После отъезда Каменского остальные генералы сказались больными, Кнорринг завел ту же песню, что и Буксгевден: о трудностях снабжения войск, о превосходящих силах неприятеля, о непроходимых дорогах — и кончил тем, что сам запросился в отставку; Барклай-де-Толли и граф Шувалов, сменившие Голицына и Тучкова, ему подпевали, доказывая невозможность для войск выдержать шесть суток на голом льду в жестокий мороз. Тем временем зима близилась к концу, угрожая оттепелью отличному плану — достигнуть Швеции по льду Ботнического залива, осадить Стокгольм и сжечь шведский флот. Государь отправил Аракчеева разобраться во всём на месте, и по прибытии в Або двадцатого февраля тот нашел, что людей для похода достаточно, провианта тоже, пороху и снарядов из Петербурга привезено изрядно, а главный враг тот, кто не исполняет своего дела! "Усердие и твердость русских войск всё преодолеют", — написал он Шувалову в Вазу. А в Улеаборг к Барклаю поскакала депеша: "Государь к 16 марта прибудет в Борго; я уверен, что Вы постараетесь доставить к нему на сейм шведские трофеи".
"На марше быть бодру и веселу, уныние свойственно старым бабам, — зачитывали солдатам приказ генерала Кульнева. — По прибытии на Кумлинген — чарка водки, кашица с мясом, щи и ложе из ельнику. Покойная ночь!"
Каменский представил полковника к повышению сразу после Куортанской победы, но Кульнев попросил заменить чин деньгами: один из его братьев скончался, оставив долгов на пять тысяч, а деревенька в двадцать душ, которой Яков Петрович владел в Калужской губернии вместе с матерью и другим братом, никак не смогла бы покрыть этот долг, да еще и в течение года. Государь прислал ему деньги, а затем всё-таки пожаловал в генерал-майоры.

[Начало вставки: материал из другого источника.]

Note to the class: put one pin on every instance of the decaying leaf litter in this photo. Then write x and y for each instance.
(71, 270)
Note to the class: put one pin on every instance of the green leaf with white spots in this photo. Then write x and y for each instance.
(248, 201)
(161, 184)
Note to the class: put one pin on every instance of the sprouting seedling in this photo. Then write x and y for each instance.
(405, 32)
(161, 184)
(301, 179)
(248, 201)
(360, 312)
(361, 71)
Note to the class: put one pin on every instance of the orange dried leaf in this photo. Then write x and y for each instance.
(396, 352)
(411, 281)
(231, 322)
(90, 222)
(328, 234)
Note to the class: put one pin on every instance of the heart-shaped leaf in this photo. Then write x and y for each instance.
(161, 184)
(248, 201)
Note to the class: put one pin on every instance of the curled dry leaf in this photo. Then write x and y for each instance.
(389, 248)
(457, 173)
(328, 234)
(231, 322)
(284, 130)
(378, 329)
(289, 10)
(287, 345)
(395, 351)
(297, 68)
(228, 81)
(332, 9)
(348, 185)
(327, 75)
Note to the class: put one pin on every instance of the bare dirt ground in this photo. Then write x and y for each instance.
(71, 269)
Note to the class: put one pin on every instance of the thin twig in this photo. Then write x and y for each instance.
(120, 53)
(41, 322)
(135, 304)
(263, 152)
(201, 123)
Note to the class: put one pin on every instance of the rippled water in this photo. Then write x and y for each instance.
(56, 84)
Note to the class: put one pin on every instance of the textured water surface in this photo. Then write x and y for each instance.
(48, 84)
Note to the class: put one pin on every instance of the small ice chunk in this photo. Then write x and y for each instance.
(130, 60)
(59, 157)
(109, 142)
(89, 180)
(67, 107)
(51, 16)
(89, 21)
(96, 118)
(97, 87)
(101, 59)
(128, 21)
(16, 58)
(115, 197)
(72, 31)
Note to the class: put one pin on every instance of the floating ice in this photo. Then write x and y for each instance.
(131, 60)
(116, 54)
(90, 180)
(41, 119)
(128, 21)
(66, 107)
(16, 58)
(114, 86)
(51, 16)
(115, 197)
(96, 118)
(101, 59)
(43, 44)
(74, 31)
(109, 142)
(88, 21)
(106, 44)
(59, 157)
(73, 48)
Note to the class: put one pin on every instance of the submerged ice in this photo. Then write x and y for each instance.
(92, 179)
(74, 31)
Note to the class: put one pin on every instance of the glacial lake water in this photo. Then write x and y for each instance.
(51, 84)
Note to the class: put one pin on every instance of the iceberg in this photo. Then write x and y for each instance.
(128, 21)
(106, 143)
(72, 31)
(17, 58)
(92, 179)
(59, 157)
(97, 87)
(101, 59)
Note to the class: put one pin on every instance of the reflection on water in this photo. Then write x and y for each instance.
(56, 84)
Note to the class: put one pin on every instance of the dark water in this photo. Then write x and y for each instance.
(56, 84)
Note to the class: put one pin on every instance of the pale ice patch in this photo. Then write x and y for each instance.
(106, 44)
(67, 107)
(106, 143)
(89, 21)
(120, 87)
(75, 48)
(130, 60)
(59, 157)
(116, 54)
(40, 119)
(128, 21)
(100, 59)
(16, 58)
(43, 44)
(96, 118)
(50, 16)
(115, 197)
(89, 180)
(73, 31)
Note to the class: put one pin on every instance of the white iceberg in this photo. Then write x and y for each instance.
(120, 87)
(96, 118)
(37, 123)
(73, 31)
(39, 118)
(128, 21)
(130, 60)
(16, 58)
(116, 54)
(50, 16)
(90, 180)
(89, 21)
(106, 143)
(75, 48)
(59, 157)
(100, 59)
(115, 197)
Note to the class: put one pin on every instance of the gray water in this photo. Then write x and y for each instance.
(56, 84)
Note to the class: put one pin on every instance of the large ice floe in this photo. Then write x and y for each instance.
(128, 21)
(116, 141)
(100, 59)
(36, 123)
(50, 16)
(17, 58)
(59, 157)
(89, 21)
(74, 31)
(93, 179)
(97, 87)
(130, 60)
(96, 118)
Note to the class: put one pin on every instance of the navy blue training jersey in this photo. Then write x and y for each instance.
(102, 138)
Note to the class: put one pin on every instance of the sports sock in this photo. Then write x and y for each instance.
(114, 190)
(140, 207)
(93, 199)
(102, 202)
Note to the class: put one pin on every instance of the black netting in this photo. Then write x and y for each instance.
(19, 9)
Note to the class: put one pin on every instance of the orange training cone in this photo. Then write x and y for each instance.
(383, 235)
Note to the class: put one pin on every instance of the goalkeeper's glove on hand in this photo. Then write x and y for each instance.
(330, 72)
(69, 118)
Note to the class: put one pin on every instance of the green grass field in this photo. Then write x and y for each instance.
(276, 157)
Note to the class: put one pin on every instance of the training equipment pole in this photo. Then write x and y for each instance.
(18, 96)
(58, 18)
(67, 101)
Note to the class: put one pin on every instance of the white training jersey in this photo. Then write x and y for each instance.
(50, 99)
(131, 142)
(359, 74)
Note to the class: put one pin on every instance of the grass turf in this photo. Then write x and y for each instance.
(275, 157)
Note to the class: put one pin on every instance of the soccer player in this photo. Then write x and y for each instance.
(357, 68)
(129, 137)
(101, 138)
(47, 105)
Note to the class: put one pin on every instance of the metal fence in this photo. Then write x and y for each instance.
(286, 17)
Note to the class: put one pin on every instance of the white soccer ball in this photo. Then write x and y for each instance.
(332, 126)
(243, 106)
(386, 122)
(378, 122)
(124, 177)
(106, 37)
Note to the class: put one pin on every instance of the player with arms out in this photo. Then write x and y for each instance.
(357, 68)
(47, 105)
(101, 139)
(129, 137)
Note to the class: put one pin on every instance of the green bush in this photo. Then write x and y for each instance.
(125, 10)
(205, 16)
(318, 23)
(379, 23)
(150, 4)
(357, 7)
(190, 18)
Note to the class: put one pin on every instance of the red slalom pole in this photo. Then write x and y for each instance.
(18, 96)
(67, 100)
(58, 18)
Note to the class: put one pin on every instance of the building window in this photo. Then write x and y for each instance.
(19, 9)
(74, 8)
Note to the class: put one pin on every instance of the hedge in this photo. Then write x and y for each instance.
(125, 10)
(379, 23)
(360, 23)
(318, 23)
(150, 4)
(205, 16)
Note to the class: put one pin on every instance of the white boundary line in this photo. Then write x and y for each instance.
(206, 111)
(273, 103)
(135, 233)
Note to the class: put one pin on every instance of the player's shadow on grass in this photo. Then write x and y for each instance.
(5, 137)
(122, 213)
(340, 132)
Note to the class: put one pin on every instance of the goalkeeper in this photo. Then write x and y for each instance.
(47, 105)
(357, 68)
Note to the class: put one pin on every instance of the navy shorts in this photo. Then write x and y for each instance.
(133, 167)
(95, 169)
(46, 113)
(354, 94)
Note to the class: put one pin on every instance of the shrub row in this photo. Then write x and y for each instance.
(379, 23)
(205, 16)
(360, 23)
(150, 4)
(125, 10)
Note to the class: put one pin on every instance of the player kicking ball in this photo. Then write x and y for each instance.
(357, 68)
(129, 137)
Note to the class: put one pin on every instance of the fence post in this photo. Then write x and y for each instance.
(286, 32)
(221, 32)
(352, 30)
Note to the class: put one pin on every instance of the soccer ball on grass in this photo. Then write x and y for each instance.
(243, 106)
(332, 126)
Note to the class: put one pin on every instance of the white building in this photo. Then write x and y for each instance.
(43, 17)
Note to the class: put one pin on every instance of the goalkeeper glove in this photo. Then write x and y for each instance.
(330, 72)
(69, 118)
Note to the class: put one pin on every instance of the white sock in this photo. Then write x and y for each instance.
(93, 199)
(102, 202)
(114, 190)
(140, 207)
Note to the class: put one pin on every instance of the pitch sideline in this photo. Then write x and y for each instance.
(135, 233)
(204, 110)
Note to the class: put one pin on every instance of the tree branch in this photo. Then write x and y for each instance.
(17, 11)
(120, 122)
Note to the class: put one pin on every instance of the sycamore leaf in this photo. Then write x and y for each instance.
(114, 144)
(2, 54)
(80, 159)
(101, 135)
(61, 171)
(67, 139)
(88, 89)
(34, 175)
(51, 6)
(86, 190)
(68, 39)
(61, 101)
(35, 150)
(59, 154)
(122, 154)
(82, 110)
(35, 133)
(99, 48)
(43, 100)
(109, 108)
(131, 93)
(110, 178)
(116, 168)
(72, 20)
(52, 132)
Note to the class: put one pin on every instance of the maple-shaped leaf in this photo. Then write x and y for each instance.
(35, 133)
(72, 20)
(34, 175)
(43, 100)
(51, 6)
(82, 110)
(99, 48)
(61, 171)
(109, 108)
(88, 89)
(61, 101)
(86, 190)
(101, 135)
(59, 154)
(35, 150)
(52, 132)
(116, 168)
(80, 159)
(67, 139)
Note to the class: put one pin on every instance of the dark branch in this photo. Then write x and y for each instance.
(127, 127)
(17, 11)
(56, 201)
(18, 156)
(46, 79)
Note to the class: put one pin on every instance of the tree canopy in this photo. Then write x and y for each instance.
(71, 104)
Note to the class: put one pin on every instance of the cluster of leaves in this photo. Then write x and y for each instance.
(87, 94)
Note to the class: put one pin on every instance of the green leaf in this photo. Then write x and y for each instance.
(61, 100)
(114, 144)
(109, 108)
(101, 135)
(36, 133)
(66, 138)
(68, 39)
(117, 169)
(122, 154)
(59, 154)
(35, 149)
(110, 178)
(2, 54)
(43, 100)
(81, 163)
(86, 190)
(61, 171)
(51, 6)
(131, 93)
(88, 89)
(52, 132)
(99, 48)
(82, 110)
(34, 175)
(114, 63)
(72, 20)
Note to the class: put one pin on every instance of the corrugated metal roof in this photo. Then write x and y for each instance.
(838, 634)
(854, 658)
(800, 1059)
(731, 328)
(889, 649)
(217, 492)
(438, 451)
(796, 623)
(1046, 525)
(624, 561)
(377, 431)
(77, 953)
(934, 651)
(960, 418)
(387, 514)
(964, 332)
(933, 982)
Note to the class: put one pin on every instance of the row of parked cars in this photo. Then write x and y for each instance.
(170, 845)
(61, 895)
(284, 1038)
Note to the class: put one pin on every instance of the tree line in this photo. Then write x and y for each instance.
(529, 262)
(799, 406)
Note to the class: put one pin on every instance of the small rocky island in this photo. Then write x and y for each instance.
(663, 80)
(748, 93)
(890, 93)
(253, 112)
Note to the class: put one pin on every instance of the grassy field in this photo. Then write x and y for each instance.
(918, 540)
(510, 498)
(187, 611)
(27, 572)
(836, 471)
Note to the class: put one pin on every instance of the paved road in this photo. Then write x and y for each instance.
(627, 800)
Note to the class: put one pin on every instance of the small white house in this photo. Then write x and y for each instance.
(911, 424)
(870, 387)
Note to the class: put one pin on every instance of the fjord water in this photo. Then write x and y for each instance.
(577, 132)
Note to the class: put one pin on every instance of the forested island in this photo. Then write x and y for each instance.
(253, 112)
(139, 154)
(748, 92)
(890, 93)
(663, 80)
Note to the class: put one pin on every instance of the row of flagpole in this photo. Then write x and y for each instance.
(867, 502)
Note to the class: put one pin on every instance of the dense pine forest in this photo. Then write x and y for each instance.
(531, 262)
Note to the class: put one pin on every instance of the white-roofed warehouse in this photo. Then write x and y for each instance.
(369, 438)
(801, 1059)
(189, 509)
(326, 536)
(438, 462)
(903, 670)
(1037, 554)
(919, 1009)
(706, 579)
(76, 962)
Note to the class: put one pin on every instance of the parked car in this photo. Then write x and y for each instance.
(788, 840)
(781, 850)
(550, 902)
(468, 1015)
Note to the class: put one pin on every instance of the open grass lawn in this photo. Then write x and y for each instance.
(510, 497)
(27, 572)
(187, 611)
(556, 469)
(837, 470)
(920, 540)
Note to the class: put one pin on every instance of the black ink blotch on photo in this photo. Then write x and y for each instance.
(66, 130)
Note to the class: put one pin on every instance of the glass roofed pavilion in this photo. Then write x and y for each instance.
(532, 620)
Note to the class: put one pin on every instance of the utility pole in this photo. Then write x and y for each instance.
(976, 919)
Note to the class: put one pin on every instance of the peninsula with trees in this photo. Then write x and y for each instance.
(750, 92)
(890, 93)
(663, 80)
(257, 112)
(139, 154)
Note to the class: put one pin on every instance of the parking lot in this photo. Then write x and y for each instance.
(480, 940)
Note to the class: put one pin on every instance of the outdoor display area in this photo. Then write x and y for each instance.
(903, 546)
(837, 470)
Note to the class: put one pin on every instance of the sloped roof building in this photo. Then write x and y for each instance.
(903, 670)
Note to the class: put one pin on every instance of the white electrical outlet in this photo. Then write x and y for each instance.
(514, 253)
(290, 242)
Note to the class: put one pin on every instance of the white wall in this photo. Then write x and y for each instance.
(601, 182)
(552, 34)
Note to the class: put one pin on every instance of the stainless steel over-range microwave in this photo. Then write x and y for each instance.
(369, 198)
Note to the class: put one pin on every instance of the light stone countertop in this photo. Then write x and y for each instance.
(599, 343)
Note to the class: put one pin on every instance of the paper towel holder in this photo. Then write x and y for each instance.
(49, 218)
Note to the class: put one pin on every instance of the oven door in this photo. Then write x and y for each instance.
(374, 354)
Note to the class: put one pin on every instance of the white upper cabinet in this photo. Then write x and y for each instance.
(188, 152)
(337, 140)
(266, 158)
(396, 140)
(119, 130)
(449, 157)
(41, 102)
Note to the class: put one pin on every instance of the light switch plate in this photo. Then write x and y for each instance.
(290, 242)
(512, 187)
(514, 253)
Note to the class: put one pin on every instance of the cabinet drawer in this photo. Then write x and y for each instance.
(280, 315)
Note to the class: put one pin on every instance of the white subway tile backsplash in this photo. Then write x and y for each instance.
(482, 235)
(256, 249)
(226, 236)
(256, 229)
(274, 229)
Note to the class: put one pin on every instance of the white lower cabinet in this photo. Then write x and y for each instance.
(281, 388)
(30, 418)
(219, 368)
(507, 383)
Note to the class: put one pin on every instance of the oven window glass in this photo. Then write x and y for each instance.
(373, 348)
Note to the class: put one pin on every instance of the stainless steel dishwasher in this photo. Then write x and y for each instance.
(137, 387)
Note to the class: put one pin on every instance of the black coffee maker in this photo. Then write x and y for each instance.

С Кумлинге выступили бодро пятью колоннами, обходя полыньи и торосы. Всадники пробирались вперед по двое, а то и гуськом, но имя Кульнева летело впереди, побуждая шведов оставлять мелкие острова и отступать на запад. К вечеру первого дня похода казаки и гусары впервые столкнулись с арьергардом противника и с тех пор гнались за неприятелем почти без отдыха, ночуя на снегу без костров, разметывая засеки в лесах, скача на рысях по тонкому льду в зареве пожаров, уничтожавших вмерзшие в лед суда, захватывая пленных, артиллерию, фуры, обозы, лазареты… Шестого марта все Аландские острова были покорены, впереди лежала белая пустыня с просинями коварных трещин. "Бог с нами, я перед вами, а князь Багратион за нами. В полночь, в два часа, собраться у мельницы, — приказывал генерал коннице в своей лапидарной манере. — Поход до шведских берегов венчает все труды наши. Сии волны — истинная награда, честь и слава бессмертия! Иметь с собой по две чарки водки на человека, кусок мяса и два гарнца овса. Море не страшно, кто уповает на Бога! Отдыхайте, мои товарищи".
Переход через Аландсгаф занял восемь часов; к полудню русские кричали "ура!" при виде прибрежных скал. Изумленные шведы высыпали на берег: не может быть, откуда здесь казаки? Поверив наконец своим глазам, береговая охрана открыла огонь. Гусары пошли в атаку с фронта, казаки — в обход с флангов; фланкёры спешились и выбили шведов из-за каменных укрытий. Искусно разбросанный по льду русский отряд казался в несколько раз больше, чем был; магистраты, к которым Кульнев выслал парламентеров, согласились сдаться. "Благодарение Богу, честь и слава российского воинства на берегах Швеции, — диктовал Кульнев донесение Багратиону. — Я с войском в Гриссельгаме воспеваю: Тебя Бога хвалим! На море мне дорога открыта и я остаюсь здесь до получения Ваших повелений".
— На молитву, шапки долой!
Барабаны смолкли, полковой священник принялся служить молебен. Барклай-де-Толли тоже стоял с непокрытой головой и крестился вместе со всеми. Шувалов перешел Кеми и продвигается берегом к западу, ждать подхода в Вазу припозднившихся частей более нельзя: уже шестое марта, а для шведов — восемнадцатое. До Умео отсюда около ста верст, даже если удастся пройти через Кваркен от островка к островку, велика опасность оказаться в Швеции без провианта и подкрепления, когда буря сломает лед и унесет его в море.
— Аминь!
Первый батальон построился и пошел вперед — прокладывать дорогу для пяти остальных, кавалерии и пушек. Войсковой старшина Киселев, которого Барклай еще прежде высылал с казаками на разведку, твердо заявил, что большой отряд с артиллерией никак не пройдет, но ведь для русских солдат невозможного не существует — не так ли, господин Аракчеев? Эту фразу генерал вставил в свой приказ.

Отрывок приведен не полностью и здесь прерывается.